Il neurologo parlò di “disturbi vegetativi” e “bisogno di riposo”. Lei annuiva, fingendo di ascoltare. Ma nella sua mente c’era solo una domanda: dove trovare un posto in cui potersi semplicemente distendere e smettere di pensare. Senza dover essere forte, senza dover sorridere, senza dover resistere. Sparire, anche solo per un giorno.

Fuori si era fatto più freddo. Il vento si infilava sotto il colletto. Giulia comprò un caffè, lo sorseggiò a piccoli sorsi, come se fosse l’ultima fonte di calore. Si sedette su una panchina nel giardino pubblico. La borsa stretta al fianco, il respiro coperto dalla sciarpa.

Accanto a lei si sedette un uomo. Sembrava poco più che cinquantenne. Rughe attorno agli occhi, spalle curve. Senza guardarla, disse piano:

“Fa freddo. Eppure non ho voglia di tornare a casa.”

Non si stupì. Era come se avesse letto i suoi pensieri. Parlarono. Del lavoro. Del cibo. Di quanto strana fosse diventata la vita. Lui faceva il guardiano in un supermercato notturno, la moglie era partita per stare con la figlia e, a quanto pareva, non sarebbe tornata. Le lettere arrivavano sempre più di rado. Lui non le apriva neanche.

Lei lavorava in posta. Viveva con la madre, che dimenticava sempre più spesso nomi, date, persino il proprio riflesso. Di notte si alzava cercando suo padre, morto ormai da cinque anni. Parlarono con calma, quasi con indifferenza, come se non stessero condividendo il dolore, ma commentando il tempo.

Tacquero. Bevvero il caffè. Il vento muoveva i lembi della sua giacca. Poi l’uomo si alzò e, quasi imbarazzato, disse:

“Non le dispiace se la ricorderò?”

“No. Basta che non mi confonda con qualcun altro.”

Per la prima volta, sorrise.

“Non la confonderò. Vorrei solo ricordare che qualcuno esiste davvero. Non in un telefono, non in televisione. Ma qui.”

Se ne andò senza voltarsi. Lei rimase a guardarlo finché non scomparve nel vento.

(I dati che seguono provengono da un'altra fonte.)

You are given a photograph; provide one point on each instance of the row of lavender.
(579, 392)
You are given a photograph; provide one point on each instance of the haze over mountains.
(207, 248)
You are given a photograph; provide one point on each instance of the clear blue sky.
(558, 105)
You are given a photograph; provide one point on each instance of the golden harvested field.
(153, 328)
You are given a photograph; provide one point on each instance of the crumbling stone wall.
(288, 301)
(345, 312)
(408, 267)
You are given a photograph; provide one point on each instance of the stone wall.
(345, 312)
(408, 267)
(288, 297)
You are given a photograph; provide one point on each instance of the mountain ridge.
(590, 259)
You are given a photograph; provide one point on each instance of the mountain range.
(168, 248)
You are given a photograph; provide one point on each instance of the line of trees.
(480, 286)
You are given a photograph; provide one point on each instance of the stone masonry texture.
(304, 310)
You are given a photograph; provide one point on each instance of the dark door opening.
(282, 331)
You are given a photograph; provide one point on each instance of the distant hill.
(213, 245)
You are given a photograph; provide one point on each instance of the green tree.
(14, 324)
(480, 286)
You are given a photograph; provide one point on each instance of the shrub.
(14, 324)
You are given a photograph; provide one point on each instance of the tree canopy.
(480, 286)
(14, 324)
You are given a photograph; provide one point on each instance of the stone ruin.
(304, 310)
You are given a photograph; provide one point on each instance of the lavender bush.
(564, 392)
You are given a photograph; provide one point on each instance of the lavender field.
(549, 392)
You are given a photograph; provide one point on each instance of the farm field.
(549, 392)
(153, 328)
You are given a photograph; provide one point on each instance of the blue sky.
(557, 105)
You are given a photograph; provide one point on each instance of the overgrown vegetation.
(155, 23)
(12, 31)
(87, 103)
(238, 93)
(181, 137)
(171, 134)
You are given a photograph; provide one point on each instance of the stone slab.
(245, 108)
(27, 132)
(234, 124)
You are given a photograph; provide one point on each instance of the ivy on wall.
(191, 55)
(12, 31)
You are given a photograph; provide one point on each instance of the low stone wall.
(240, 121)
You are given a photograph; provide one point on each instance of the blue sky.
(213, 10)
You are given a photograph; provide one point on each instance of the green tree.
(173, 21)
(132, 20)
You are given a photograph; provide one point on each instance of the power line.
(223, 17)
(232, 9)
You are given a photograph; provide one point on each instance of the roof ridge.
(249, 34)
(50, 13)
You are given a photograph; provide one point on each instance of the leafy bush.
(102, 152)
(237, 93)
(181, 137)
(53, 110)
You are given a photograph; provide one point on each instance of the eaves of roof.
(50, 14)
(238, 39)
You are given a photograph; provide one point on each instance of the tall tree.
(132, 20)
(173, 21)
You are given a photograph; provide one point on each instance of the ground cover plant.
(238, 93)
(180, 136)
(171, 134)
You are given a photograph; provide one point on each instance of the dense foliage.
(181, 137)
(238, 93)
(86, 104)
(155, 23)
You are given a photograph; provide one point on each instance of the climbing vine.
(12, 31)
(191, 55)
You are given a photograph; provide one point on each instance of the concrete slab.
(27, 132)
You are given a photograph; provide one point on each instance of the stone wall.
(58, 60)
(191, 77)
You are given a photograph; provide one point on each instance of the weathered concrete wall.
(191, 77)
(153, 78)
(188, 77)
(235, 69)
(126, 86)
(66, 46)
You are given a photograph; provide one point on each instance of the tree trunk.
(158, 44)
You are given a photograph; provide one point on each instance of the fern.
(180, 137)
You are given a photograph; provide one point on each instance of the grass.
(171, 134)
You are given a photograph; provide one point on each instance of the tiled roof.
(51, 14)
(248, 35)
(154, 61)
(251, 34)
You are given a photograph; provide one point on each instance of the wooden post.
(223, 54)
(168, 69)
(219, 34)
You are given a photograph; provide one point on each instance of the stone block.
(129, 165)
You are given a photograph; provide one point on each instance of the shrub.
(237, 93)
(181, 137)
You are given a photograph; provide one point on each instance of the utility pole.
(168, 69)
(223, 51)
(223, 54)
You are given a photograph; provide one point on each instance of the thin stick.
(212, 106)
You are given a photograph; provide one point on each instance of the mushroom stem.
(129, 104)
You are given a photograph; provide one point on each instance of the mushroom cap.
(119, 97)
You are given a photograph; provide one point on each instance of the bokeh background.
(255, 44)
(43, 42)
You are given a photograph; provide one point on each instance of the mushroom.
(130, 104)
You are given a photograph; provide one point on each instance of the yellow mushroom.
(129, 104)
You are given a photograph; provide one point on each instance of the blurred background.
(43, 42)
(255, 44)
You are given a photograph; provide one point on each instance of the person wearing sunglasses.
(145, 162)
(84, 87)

La sera tornò Luca. Riscaldò la cena, gli chiese come era andata la giornata. Lui scrollò le spalle, immerso nel cellulare. Poi, all’improvviso, alzò lo sguardo:

“E tu? Com’è andata oggi?”

Il cucchiaio si fermò a mezz’aria. Quelle quattro parole sembrarono accendere qualcosa dentro di lei. Rispose lentamente:

“Una giornata come tante.”

Lui annuì. E non distolse subito lo sguardo. Era poco. Ma nel suo mondo, dove i giorni scorrevano identici l’uno dopo l’altro, persino quel poco contava.

E quella notte, sdraiata al buio, pensò che forse qualcuno, da qualche parte, stava ricordando quella panchina, il caffè e il silenzio in cui c’era stato spazio per un po’ di gentilezza.

E quel pensiero bastò. Non come un miracolo, ma come un’ancora. Per alzarsi di nuovo al mattino. E uscire, verso uno dei prossimi giorni.